Hamadeh delivered his request in a detailed, heavily sourced letter to Attorney General Pam Bondi, citing court documents from the ongoing prosecution of Arizona’s 2020 alternate electors. His letter links political money, nonprofit legal operatives, and Arizona’s top law enforcement office in ways that may violate core standards of prosecutorial independence.

“Criminal prosecutions must be based on evidence and law, not influenced by financial payments from partisan political organizations,” Hamadeh wrote. “This arrangement threatens the fundamental Constitutional protections that every American should expect.” He warned that the allegations, if proven true, “represent a fundamental corruption of prosecutorial independence and the rule of law.”

Central to Hamadeh’s request is the revelation, documented in court records, that DAGA paid Mayes’ political operation $200K during key stages of the criminal case involving the Trump electors.

According to filings:

  • $50,000 was paid shortly after Mayes hired SUDC in May 2023
  • $150,000 was paid just after indictments were announced in April 2024

Hamadeh told DOJ that the timing “raises significant concerns about quid-pro-quo arrangements,” adding, “My constituents deserve confidence that law enforcement decisions affecting their rights are made impartially, not influenced by partisan Democrat-affiliated organizations.”

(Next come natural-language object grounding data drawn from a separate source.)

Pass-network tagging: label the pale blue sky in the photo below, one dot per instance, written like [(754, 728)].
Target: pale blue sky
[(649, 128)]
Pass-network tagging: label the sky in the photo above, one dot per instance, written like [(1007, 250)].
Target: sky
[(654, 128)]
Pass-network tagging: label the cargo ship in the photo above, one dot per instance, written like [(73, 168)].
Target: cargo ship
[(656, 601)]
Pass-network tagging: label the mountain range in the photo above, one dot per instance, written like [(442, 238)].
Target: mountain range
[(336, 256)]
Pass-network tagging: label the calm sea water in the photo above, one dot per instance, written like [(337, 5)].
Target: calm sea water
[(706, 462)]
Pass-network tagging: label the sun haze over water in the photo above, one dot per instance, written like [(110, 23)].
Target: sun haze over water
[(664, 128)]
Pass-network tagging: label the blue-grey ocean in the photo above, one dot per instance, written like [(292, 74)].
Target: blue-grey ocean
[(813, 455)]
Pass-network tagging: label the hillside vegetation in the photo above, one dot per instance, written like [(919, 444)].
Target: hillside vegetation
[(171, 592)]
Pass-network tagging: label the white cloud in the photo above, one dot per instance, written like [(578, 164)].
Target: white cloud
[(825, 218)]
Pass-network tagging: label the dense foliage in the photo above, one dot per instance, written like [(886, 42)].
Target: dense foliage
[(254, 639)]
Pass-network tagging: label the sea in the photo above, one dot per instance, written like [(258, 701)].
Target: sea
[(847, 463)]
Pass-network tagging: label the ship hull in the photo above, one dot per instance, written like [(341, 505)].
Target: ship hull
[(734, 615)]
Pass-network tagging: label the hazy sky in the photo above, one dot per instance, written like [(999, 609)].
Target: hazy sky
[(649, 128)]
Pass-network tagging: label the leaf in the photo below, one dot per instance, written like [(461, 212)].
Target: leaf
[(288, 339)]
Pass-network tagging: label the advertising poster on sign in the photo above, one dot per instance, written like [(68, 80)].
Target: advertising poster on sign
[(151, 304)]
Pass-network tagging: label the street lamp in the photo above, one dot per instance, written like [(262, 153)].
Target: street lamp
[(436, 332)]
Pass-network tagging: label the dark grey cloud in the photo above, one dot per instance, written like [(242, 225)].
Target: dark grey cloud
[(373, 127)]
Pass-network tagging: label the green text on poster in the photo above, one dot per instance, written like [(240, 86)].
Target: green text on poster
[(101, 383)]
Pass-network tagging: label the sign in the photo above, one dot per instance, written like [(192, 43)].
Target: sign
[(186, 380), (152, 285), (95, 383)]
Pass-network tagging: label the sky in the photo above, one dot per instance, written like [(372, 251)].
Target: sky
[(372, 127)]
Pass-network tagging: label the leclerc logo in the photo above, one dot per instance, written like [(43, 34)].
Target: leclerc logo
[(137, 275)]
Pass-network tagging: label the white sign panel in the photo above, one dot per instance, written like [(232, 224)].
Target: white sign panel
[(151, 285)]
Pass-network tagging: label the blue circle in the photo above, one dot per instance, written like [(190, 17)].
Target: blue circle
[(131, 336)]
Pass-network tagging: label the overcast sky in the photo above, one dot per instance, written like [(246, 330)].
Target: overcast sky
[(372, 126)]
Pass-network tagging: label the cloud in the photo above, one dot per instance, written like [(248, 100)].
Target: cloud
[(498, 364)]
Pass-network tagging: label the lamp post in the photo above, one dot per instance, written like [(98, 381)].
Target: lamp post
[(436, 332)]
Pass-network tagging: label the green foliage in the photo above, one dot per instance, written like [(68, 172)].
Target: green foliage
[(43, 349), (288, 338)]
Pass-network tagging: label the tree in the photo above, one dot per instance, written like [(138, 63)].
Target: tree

These financial transfers were disclosed by defendant Christina Bobb, who filed a motion seeking the disqualification of Mayes from the case.

Hamadeh cites what he calls an “unprecedented attorney-client relationship” between the Arizona Attorney General’s Office and SUDC — a politically aligned nonprofit deeply tied to Democratic legal activists.

Court filings show that Mayes’ office:

  • Asserted attorney-client privilege with SUDC
  • Signed legal engagement letters with SUDC
  • Refused disclosures because SUDC was considered part of the prosecution team

Hamadeh told DOJ this structure “appears to violate fundamental principles of prosecutorial independence and due process.”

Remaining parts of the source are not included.